I'm afraid I don't know anything about POSIX standards structure.
You reference the following, which then references other POSIX stuff:
http://www.opengroup.org/austin/interps/doc.tpl?gdid=6232
Is the full definition of what patchk deems
portable available publicly?
I attach my findnl util for reference.
--
Pádraig Brady - http://www.pixelbeat.org
--
#!/bin/sh
#note if files have names with ascii char 1 in them will have this converted
#to \n, ls will say file not found in this case and hence the real filename
#can be inferred.
#
#Note expressions are evaluated left to right and as soon as
#one is matched the rest aren't evaluated (makes sense as doing
#or operation not and. Anyway this implies that should check things
#like filename length before actual valid character combinations tests
#
#Don't need to handle ^~ | ^- etc as always get fully qualified path from find
#
#Even if -n1 specified for xargs there will be no ls processes run
#to display output until the end as the pipe is line buffered and
#there is only 1 line passed to xargs. This is required so paths
#with linefeeds are supported.
#
#How do you add expression to only include filenames with @ most
#1 consequtive character (for e.g. :) I was trying: :{1,1}
#but the second 1 was ignored? I know grep -Ev :{2,} works but
#I need the expression as part of the large expression for obvious
#reasons. For now I'm allowing any filenames with :, but this could
#interoperability problems with NTFS for e.g. which uses this char
#to indicate a seperate stream in the file.
#
#man ascii was useful when writing this.
#
#Hmm just noticed the GNU pathchk utility, which
#should probably be integrated in some way?
#
#Note theoretically the only char UNIX doesn't allow in file/dir names
#is /. This can make things very awkward, especially for future extensions
#like streams etc.

. fslver

Usage() {
ProgName=`basename $0`
echo find Name (directory or file) Lint.
Usage: $ProgName [-1] [-2] [-3] [-p] [[-r] [-f] paths(s) ...]

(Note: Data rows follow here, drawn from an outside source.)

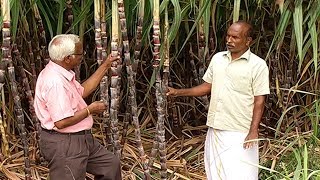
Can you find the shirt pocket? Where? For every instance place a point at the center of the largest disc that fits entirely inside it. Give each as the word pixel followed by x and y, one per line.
pixel 239 80
pixel 74 102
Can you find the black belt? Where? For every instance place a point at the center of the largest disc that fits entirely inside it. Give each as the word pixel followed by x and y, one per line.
pixel 83 132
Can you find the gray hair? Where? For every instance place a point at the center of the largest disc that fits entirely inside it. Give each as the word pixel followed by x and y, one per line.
pixel 62 45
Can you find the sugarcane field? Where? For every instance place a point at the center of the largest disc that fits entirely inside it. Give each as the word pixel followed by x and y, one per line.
pixel 160 89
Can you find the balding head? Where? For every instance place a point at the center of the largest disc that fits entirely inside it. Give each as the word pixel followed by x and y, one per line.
pixel 62 45
pixel 247 26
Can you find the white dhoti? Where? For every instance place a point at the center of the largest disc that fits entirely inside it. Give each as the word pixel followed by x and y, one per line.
pixel 226 159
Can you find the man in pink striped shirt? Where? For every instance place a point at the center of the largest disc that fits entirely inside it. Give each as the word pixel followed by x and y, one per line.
pixel 66 141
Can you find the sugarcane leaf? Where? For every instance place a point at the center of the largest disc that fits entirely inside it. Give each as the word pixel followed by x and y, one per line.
pixel 297 24
pixel 174 28
pixel 15 14
pixel 46 17
pixel 236 10
pixel 194 25
pixel 62 5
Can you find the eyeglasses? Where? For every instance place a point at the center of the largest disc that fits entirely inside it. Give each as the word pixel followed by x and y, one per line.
pixel 82 54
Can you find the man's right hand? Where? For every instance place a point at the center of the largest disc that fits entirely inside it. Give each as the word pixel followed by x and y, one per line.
pixel 97 107
pixel 172 92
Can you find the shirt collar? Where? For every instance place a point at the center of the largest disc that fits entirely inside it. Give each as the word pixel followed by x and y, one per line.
pixel 244 56
pixel 62 71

These options are mutually exclusive (i.e. only the last one takes effect).
-1 is least checking, -3 is most. The default is 2.

-p is most stringent and applies POSIX.1 filename portability testing.
I.E. characters are limited to [A-Za-z0-9_.-] and max name length = 14 and
max path length = 255.

If no path(s) specified then the currrent directory is assumed.
exit
}

#default settings
level=2
MaxNameLen=129
MaxPathLen=2049

for arg
do
case $arg in
-1)
level=1
MaxNameLen=256
MaxPathLen=4097 ;;
-2)
: ;; #defaults set above
-3)
level=3
MaxNameLen=65
MaxPathLen=1025 ;;
-p)
level=p
MaxNameLen=15
MaxPathLen=256 ;;
-h|--help|-help)
Usage ;;
-v|--version)
Version ;;
*)
argsToPassOn=$argsToPassOn $arg ;;
esac
done

#-p = POSIX.1 checking (names = 14 chars) etc.
expressionsp=(.*/[^/]{$MaxNameLen,}$) #name length = MaxNameLen

#-1 = min checking(most still only require shell quoting, but very bad practice)
expressions1=$expressionsp|( +$)  #spaces @ end of name
expressions1=$expressions1|(.*/ [^/]*$)   #spaces @ start of name
expressions1=$expressions1|(.*/[^/]*[ ]{2,}[^/]*$) #2 or more adjacent spaces
expressions1=$expressions1|(.*/-[^/]*$)   #- @ start of name
expressions1=$expressions1|(.*/[^/]* -[^/]*$) #- after space in name

#-2 = default checking (characters requiring shell quoting etc)
expressions2=$expressions1|(.*/[^/]*\{[^/]*,[^/]*\}[^/]*$) #name with {,} pat
expressions2=$expressions2|(.*/[^/]*\[[^/]+\][^/]*$)  #name with [.+] pattern
expressions2=$expressions2|(.*/~[^/]*$)   #~ @ start of name

#-3 = max checking
expressions3=$expressions2|(.*/[^/]*[.]{2,}[^/]*$) #2 or more adjacent .'s
expressions3=$expressions3|(.+[.]$) #trailing .(s)

charactersp=[:alnum:]_./ #/ included as can't be in name and simpler exprs
characters3=$charactersp,~+
characters2=[EMAIL PROTECTED]:;'% 
characters1=$characters2()\$|\\
#any other characters are never OK and that includes \t*? etc.
#Note characters ]- are included in expresssions below.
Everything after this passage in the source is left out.